The "Potty Mouthed Princesses" campaign from the activism-inspired T-shirt manufacturers at FCKH8.com caused a stir when it launched last month. To some, it was offensive and unnecessary; to others, it was a smart acknowledgment that little kids swearing is adorable. Regardless, the little girls who dressed as princesses and said "fuck" a lot to prove a point about sexism went viral quickly—either from celebratory sharing by people who found their candor refreshing, or via hate-shares from people who were offended at the company that dressed little girls as princesses and then put them in front of a fucking camera.
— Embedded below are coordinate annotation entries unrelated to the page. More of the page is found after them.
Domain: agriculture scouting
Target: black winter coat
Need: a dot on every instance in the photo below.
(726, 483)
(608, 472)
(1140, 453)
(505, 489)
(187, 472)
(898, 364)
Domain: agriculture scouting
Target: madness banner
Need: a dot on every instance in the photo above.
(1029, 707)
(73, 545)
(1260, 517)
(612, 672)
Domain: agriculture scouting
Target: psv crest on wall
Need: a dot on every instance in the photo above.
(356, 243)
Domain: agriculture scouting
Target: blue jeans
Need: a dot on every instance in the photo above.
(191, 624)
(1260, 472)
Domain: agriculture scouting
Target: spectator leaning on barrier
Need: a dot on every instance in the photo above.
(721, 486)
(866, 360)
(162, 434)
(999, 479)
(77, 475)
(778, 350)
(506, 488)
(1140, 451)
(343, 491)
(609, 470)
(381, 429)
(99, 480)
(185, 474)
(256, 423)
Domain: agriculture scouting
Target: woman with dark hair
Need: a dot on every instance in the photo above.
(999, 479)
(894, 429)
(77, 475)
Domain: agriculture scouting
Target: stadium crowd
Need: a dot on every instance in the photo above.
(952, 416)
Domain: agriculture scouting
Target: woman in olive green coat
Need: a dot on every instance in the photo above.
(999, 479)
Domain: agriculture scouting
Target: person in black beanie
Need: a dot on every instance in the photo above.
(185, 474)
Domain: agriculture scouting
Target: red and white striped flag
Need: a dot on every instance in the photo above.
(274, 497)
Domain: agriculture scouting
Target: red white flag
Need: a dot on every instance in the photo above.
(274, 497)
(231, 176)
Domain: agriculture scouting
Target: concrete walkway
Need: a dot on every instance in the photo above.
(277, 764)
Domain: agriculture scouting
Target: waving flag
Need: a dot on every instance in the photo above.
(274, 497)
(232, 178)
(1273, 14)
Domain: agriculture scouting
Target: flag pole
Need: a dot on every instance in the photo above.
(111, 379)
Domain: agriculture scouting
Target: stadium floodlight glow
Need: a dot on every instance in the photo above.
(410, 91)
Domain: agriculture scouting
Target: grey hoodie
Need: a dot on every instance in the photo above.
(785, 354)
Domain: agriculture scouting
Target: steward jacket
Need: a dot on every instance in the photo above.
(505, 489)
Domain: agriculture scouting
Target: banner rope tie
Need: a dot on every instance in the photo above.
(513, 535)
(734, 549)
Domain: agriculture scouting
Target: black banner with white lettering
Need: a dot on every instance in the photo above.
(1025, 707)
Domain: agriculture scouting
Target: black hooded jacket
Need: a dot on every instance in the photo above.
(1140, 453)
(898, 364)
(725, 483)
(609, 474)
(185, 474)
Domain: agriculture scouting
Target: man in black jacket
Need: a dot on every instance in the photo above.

This time around, FCKH8 has upped the ante in terms of making people uncomfortable thinking about the people in the world who might exploit a little girl (a group that might reasonably be said to include the people behind the FCKH8 campaign). In the new video, the stats that the girls cite are built around domestic violence, and they’re not just swearing—they’re wearing makeup intended to look like bruises and black eyes. "Got a problem of looking at my fake, fucked-up face?" One little girl asks. "Isn’t one out of four women beaten the real disgrace?" her friends reply.
The ad might open FCKH8—which has courted controversy among those on all sides of the political spectrum—to accusations of hypocrisy. It opens, for example, with a shot of a little boy (who was presumably praised for his performance by the adults around him) making a violent, sexist joke to the camera, while the girls’ conclusion that people should "quit bitching about us saying ‘fuck’ and do something about it" seems to ignore that using the word "bitch" in that context is probably not helpful to the overall point of "stop demeaning women." But the campaign certainly catches your attention, and anything that brings home the reality of domestic violence is probably a valuable contribution to the discourse—and will probably sell some extra fucking T-shirts, too.